Learning from patient safety incidents in primary care: a mixed-methods study from Sweden

Elinor Nemlander, Olesja Fornara, Solvig Ekblad, Rita Fernholm

Background:

Early identification of potential cancer symptoms in primary care is challenging, yet most patients with cancer first present in this setting. Prioritising patients with suspected cancer places demands on primary care clinicians and missed or delayed cancer diagnoses account for a proportion of diagnostic errors. Understanding system and process failures is essential for learning and improvement.

Research questions:

To examine system and process failures contributing to diagnostic delay in primary care through a structured review of patient safety incident reports in Sweden.

Method:

We conducted a mixed-methods study in primary care in Region Stockholm, Sweden. Patient safety incident reports related to diagnostic delay were identified from a region-wide incident reporting system. All primary care centres were invited to contribute anonymised reports. Descriptive statistics summarised incident characteristics. Free-text responses to two predefined template questions were analysed separately using reflexive thematic analysis.

Results:

Thirty-four primary care centres contributed 696 incident reports; 71% involved patient harm or potential harm considered avoidable.

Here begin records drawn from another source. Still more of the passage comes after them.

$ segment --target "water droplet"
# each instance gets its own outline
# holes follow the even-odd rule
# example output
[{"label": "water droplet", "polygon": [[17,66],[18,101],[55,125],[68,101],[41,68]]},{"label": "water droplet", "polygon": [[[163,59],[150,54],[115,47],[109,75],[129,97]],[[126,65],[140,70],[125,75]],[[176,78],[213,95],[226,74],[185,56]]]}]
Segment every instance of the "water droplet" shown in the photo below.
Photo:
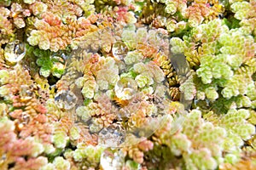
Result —
[{"label": "water droplet", "polygon": [[122,77],[114,86],[114,92],[120,99],[131,99],[136,94],[137,85],[132,78]]},{"label": "water droplet", "polygon": [[122,42],[116,42],[112,47],[112,54],[117,60],[123,60],[128,53],[128,48]]},{"label": "water droplet", "polygon": [[4,48],[4,59],[10,64],[15,64],[25,57],[24,44],[19,41],[8,43]]},{"label": "water droplet", "polygon": [[109,147],[118,147],[125,142],[125,132],[119,126],[112,124],[99,133],[98,143]]},{"label": "water droplet", "polygon": [[61,90],[58,94],[56,94],[55,101],[59,108],[70,110],[75,106],[78,98],[71,91]]}]

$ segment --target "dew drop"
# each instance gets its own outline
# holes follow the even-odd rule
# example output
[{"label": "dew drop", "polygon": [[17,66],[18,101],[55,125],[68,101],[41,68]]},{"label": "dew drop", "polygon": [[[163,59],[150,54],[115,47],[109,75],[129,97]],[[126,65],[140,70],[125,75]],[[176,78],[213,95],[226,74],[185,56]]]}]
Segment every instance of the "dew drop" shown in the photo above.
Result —
[{"label": "dew drop", "polygon": [[77,96],[68,90],[61,90],[55,97],[55,102],[60,109],[70,110],[76,105],[77,101]]},{"label": "dew drop", "polygon": [[119,60],[123,60],[128,53],[128,48],[122,42],[116,42],[112,47],[112,54],[113,57]]},{"label": "dew drop", "polygon": [[123,77],[119,80],[114,87],[114,92],[120,99],[131,99],[137,93],[137,85],[132,78]]},{"label": "dew drop", "polygon": [[110,147],[118,147],[125,142],[125,130],[120,127],[116,127],[113,124],[100,131],[98,143]]},{"label": "dew drop", "polygon": [[26,54],[24,44],[19,41],[8,43],[4,48],[4,59],[10,64],[20,61]]}]

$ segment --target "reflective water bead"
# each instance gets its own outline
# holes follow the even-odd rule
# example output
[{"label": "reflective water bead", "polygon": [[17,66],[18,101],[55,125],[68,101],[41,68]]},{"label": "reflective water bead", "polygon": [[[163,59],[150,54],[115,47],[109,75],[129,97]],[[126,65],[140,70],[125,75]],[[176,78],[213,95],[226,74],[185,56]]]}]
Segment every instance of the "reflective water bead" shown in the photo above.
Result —
[{"label": "reflective water bead", "polygon": [[117,60],[123,60],[128,53],[128,48],[123,42],[116,42],[113,44],[112,54]]},{"label": "reflective water bead", "polygon": [[55,96],[55,102],[61,109],[70,110],[78,101],[77,96],[69,90],[61,90]]}]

Diagnostic delay was identified in 38% of reports, approximately one third of which were cancer-related.
Reported contributory factors were mainly clinician- and practice-level: gaps in clinical knowledge, unclear or poorly adhered-to routines, and human factors leading to missed follow-up or delayed re-assessment. Additional factors included patient-related disruptions, work pressures, administrative or IT failures, and poor coordination across care transitions.
Suggested learning and improvement actions focused on standardising diagnostic and follow-up routines, targeted education, strengthening patient-centred communication and safety-netting, improving working conditions and continuity of care, and enhancing collaboration and information sharing across organisational boundaries.

Conclusions:

Synthesising patient safety incident reports from multiple primary care centres provides system-level insight into diagnostic pathway failures. Delays were linked to recurring, modifiable process weaknesses rather than isolated mistakes. Systematic use of incident data can inform practical, transferable interventions to support earlier cancer detection and reduce avoidable diagnostic delays in primary care.